Mantenere l'illuminazione e le condizioni ambientali come descritto in precedenza per il saggio biologico di immersione radicale. A seconda del metodo utilizzato, iniziare la valutazione osservando e calcolando l'incidenza di appassimento e morte delle piante e scattare immagini digitali per documentare il progresso della malattia. Nel metodo di immersione del vassoio modificato, le cultivar Black Diamond e Charleston Gray infettate da un isolato di razza-2 hanno mostrato sintomi gravi e sono morte.
Al contrario, la cultivar Citrullus amarus PI ha mostrato resistenza. Nel metodo di immersione delle radici, le piantine infettate da un isolato di razza-0 sono per lo più sopravvissute, mentre quasi tutte le piantine infettate da un isolato di razza-3 sono morte. Nel metodo del kernel infestato, le cultivar Sugar Baby e Charleston Gray coltivate in terreni infestati da razza 2 hanno iniziato ad appassire e morire, mentre le piante di Citrullus amarus PI appaiono ancora sane.

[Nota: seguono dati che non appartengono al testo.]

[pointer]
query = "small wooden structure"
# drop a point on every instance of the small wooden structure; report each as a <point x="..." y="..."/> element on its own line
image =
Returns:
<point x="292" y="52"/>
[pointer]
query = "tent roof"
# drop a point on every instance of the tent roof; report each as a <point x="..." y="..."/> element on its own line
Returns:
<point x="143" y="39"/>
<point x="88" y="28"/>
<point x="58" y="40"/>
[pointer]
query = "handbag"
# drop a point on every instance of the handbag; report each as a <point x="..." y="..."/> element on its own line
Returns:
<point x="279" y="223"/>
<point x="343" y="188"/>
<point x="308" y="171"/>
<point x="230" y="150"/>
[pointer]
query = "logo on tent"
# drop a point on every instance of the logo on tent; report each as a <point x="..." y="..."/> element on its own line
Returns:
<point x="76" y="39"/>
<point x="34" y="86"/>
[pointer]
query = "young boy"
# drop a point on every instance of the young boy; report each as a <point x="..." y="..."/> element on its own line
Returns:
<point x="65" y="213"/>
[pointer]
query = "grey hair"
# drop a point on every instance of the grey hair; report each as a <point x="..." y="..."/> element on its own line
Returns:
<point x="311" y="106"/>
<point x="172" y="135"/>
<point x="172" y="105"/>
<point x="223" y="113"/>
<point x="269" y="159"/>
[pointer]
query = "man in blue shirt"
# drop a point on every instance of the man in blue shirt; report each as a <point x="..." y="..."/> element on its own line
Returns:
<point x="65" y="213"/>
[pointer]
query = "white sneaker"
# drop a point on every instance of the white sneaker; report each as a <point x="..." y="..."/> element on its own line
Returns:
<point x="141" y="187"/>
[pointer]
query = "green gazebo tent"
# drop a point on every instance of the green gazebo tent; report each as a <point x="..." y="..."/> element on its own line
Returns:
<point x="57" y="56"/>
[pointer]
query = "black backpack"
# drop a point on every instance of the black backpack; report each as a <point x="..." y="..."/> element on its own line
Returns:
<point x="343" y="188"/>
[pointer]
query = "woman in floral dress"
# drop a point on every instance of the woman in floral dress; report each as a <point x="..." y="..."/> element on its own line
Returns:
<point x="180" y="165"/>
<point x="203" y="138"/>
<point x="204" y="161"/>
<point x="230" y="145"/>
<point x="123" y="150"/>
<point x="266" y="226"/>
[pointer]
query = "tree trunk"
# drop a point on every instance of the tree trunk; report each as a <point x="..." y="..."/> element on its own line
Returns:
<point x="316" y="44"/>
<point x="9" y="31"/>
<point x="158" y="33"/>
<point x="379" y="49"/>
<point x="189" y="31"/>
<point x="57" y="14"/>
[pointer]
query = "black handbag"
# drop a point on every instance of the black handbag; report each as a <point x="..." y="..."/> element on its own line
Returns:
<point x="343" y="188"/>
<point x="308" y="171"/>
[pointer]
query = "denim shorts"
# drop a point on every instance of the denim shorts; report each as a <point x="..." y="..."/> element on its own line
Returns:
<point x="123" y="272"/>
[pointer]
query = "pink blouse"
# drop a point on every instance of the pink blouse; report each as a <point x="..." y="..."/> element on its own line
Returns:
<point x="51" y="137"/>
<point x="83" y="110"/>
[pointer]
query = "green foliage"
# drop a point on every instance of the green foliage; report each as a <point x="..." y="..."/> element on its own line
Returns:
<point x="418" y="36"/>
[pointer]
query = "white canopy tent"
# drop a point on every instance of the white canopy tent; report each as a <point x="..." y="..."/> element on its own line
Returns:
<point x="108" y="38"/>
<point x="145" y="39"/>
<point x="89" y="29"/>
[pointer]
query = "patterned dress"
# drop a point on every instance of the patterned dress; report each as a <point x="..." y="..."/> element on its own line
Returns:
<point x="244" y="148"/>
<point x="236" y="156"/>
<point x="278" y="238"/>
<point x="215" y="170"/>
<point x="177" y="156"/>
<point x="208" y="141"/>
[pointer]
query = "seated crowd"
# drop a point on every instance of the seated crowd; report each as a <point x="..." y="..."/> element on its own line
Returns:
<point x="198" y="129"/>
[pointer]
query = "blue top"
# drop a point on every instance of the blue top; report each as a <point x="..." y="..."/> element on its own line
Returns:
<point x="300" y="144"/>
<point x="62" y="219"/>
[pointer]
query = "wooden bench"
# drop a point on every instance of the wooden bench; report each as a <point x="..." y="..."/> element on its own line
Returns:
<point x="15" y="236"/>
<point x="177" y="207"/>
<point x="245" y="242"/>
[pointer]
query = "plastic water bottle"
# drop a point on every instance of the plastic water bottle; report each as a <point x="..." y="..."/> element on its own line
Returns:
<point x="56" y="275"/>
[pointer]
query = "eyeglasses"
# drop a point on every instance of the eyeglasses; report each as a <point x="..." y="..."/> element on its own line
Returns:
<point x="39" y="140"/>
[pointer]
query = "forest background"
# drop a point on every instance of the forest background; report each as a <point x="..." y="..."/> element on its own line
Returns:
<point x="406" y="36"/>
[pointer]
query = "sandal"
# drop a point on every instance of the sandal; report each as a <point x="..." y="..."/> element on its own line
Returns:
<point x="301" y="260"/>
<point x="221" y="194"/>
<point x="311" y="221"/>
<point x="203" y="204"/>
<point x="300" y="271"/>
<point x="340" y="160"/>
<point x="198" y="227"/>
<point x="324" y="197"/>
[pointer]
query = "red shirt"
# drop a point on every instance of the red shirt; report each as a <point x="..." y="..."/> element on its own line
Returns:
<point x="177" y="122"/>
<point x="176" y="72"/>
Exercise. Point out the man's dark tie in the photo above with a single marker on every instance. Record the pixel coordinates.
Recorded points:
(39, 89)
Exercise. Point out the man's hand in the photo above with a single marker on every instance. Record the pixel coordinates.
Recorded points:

Ricorda di seminare e mantenere le piante in modo appropriato, controllare l'isolato patogeno per la vitalità, comprendere le tecniche uniche di ciascun metodo di inoculazione ed essere coerente quando si valutano i sintomi della malattia. Con i risultati di questi metodi, i ricercatori possono studiare i determinanti genetici sottostanti che regolano l'espressione della varianza differenziale tra gli isolati attraverso il sequenziamento e l'analisi genomica comparativa. Utilizzando questi metodi, i ricercatori sono stati in grado di valutare la prevalenza di diversi fenotipi di virulenza in diverse località e confrontare questi fenotipi con elementi genetici osservabili.